Owen on software

Stream Processing Backpressure Smackdown

30 September 2019 - Comments

… featuring Apache Storm, Apache Spark and Apache Flink.

In this series, we are going to put the top stream processing engines through their paces, and make them beg for mercy at the hands of a backpressure assault course.

Why the smackdown?

A few months ago a ‘thought-leader’ in the industry made a fairly blanket statement during Q&A at the end of a conference talk. It went something along the lines of:

Storm is a first-generation streaming engine, it’s been superceded by 2nd generation engines like Spark and Flink, and you should not consider it for new projects.

I was like:

Say whaaat?!!

It just really annoyed me, as I have production experience with both Storm and Spark, so I know that even today there are capabilities Storm has that Spark does not. For me, it is frustrating to hear such blanket statements from people who are so experienced. These sort of statements feed the fad-driven technology selection in our industry.

Rather than just take to Twitter to rage about it, I thought I would attempt some constructive input in this space, and do some comparisons between the most popular stream processing platforms; contributing some data rather than rhetoric.

This is how the backpressure smackdown came to be.

The contenders

The three contenders in our smackdown are going to be: Storm, Spark and Flink.

So what about X? Why wasn’t it included? There are a few notable omissions, driven by the following reasoning:

  1. I only wanted to include stream processing engines/platforms, and not libraries, which excludes Kafka Streams. The reason being that I wanted an apples and apples comparison. Plus, I think it is easy to underestimate the value of the additional features of these platforms and the effort required to replicate them.
  2. Other possible candidates like Samza and Heron seem to have limited use outside of the companies that created them - although this is a hard thing to quantify and is up for debate.

That said, if I get more time I might do a round #2 at some point, and cast the net a little wider. Who knows.

The caveats

  • This is not a benchmark - we are not looking to compare raw speed between the engines.
  • This is was performed on my laptop1 - so not distributed and missing certain factors like network I/O, etc. However, I think we will see that we are still able to exercise the engines sufficiently.

All the code will be available on Github, so you will be able to run these yourself and see if your results tally with mine.

Backpressure - what is it?

Simply put - backpressure occurs when a downstream processing task signals to some upstream component that it cannot keep up with the rate of flow, and should not be sent anymore data for the time being. The key characteristic we want to see in data-parallel streaming processing systems is that they minimize the impact of straggling components and maintain optimal throughput.

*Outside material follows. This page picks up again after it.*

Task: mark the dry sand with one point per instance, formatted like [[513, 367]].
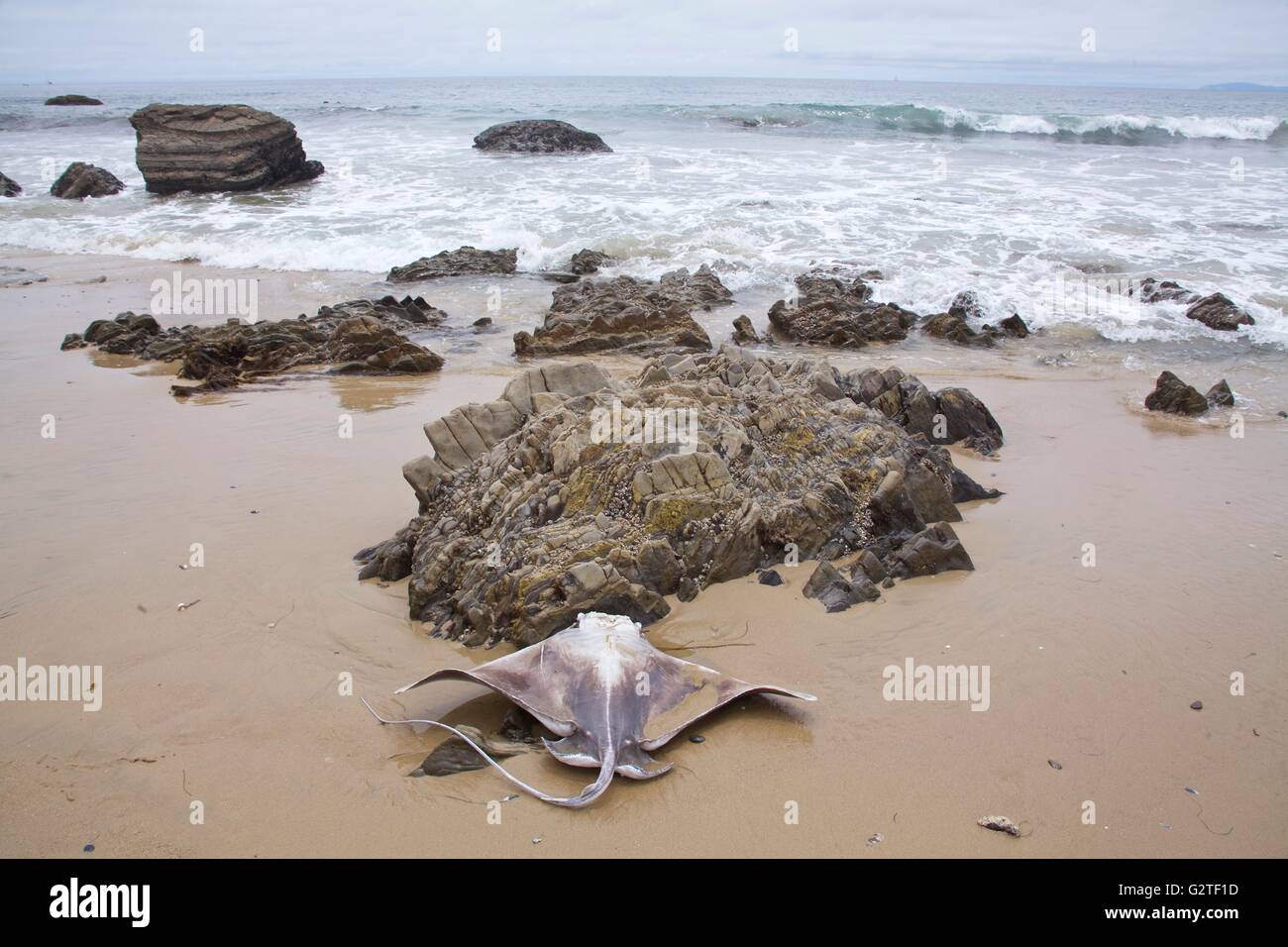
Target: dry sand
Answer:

For instance, given a simple data-parallel streaming flow like that shown in Figure 1 …

...
Fig. 1 - very basic dataflow graph

… where a single component might process data more slowly, and cause ‘straggler’ tasks within the dataflow graph, as shown in Figure 2. We want the processing engine to ensure the flow to other nodes is not unnecessarily impacted2.

...
Fig. 2 - straggler in dataflow graph

The worst case scenario is when other downstream tasks are impacted by the parallel straggler, and the streaming throughput is significantly reduced, as shown below in Figure 3.

...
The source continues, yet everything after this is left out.